Y cuando aun los bosques son espesos,

Estos monos talan y derriban

Y junto a los pulmones ya cansados

Mi esperanza aquí declina.

Monos en la tormenta

La esencia de sus almas flota a rededor

A priori mi presencia y mi conciencia.

Espantos llenan este mundo.

Monos con garrotes, guantes y navajas.

Monos terroristas.

Rojos, verdes y amarillos.

Monos imberbes

Típicos y utópicos

Monos imberbes héteros y monomónicos

Monos monogámicos insanos y pérfidos.

Depravados, santos y arrogantes.

La humanidad nos abandona.

La moneidad del chimpancé nos enloquece.

Locos monos imberbes

Estúpidos sicóticos

Antojadizos y enamorados.

Me rodean.

Ya pasaron mi muralla

Entraron en mi casa

Modificaron a mi conciencia

La violentan.

La empujan a defenderse

Tengo manos, tengo pies

Puños y patadas

Tengo corazón y familia.

Estos monos destructores no se contentan con nada!!!

Los monos extraterrestres abducen a mis amigos y a mis conocidos

Y los devuelven habiéndoles cambiado sus cerebros.

Nueces!!! Pequeñas e irrompibles.

Herméticas.

Estos monos imberbes de la sociedad no proponen, imponen

No construyen, solo rompen.

Estos monos imberbes de mi comunidad no me piden, me exigen.

Y quieren les apoye en su dogma.

Monos imberbes bajo la tormenta en alta mar.

A caballo a campo traviesa.

En tractor, tanque y en avión.

Intentan inundar mi caza y mi casa.

Me tapan los ojos y atan de manos.

Pero saben que les sirvo vivo, no muerto.

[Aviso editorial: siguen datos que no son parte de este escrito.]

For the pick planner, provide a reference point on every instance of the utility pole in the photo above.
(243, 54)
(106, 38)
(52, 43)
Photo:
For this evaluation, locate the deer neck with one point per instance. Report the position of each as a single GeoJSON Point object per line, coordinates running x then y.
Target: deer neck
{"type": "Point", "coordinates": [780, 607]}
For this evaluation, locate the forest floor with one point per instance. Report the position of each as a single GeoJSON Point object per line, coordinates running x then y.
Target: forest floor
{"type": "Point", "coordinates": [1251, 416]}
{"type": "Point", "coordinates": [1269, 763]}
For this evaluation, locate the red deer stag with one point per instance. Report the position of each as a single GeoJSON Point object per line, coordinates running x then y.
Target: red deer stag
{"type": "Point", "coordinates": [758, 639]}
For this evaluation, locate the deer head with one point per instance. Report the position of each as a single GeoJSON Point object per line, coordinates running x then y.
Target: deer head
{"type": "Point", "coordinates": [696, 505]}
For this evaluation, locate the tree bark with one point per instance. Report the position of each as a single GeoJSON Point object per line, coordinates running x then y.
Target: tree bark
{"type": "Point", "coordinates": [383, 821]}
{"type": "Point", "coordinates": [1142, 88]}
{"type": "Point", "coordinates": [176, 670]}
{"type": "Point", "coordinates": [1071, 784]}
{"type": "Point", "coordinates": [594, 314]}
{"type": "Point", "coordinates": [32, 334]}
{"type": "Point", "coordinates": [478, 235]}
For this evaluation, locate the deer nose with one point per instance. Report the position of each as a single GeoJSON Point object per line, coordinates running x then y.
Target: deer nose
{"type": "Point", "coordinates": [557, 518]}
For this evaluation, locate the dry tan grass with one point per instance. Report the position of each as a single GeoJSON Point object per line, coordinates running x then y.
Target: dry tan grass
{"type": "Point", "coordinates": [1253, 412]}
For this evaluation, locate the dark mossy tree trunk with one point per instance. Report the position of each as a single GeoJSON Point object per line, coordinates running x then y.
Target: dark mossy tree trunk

Estos monos me creen tonto

Y en ello pretenden timarme

Pero no saben que al igual que yo, quedan algunos otros que no tranzamos.

Y no somos pocos.

Pensamos distinto a ellos y en nuestro quehacer nos llaman radicales.

Aquí en la selva

La serpiente muerde su cola.

Todo se repite

Palas apunta con su espada

la vista cegada del pintor del nuevo evo

monos imberbes corren, trepan y se esconden

tiemblan temerosos.

Batas blancas caen desde el cielo

Mas imberbes que los primeros

Estos saben escribir y leer, hablan.

Suman e inventan.

La Palas inmutable, irreducible

Se impone y revela ante los monos

Palas guía mis actos, los justifica

Y los eleva a la calidad de ideales.

Para estos monos hay aquí un déjà vu

No entienden, no entienden nada.

Somos muchos, somos demasiados

Y somos radicales.

La espada en manos de la Palas Atenea

Corta el velo, desenmascara y

Descubre lo real

Se muestra todo tal cual es.

Todo en si mismo.

Estos monos nada entienden.

A penas si saben balbucear.

Rodrigo Painemán Ojeda


Imberbes monos sátiros de su propia existencia

Guiados por imberbes monos de maquiavélico espectar.

Poseen en su vida solo un fin a realizar

Y este es contentarse con bananas. Lo demás no importa.

No es nada real para ellos. No existe.